Lydia Zhang posted on Thursday, February 01, 2018 - 3:08 pm
I have a quick question about the new 3-step approach for predicting distal outcomes from latent classes. The examples are all about linear regression between latent classes and distal outcomes for the third step.
I am wondering if I can do growth curve modeling for the third step, that is, predicting trajectories over time from latent classes and covariates in Mplus?
We have a 5-class model and 20 multiply imputed data sets. Question: Can we do a manual 3-step approach with multiple imputation? If so, can you point us to the best resource for carrying out this analysis? Many thanks!

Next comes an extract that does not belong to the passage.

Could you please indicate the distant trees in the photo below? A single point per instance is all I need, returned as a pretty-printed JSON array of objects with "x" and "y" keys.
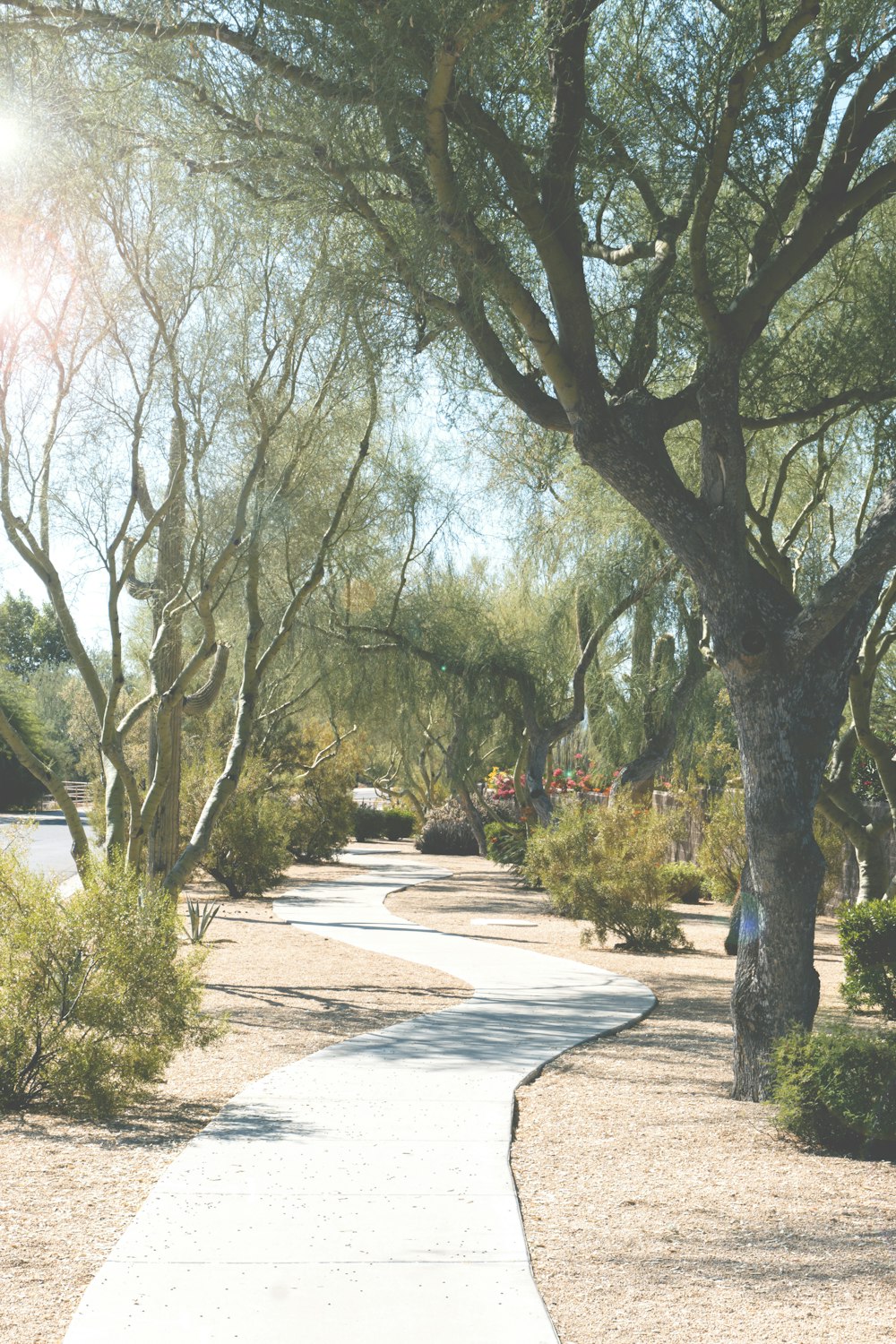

Manual 3-step can't be done very well with imputation because the model changes across the data sets. You can switch to BCH, see web note 21, http://statmodel.com/examples/webnotes/webnote21.pdf. That would be easier to do with imputation, similar to User's Guide example 13.13. If you want to do Manual 3-step you can run the 20 sets with the 20 different models separately then combine them manually like in the bottom of page 3 https://www.statmodel.com/download/MI7.pdf If your measurement data is not imputed (is the same across the 20 sets) then you can use the same model in the third step and apply UG 13.13 method with the manual 3-step (but only in this special case when the measurement part is not being imputed).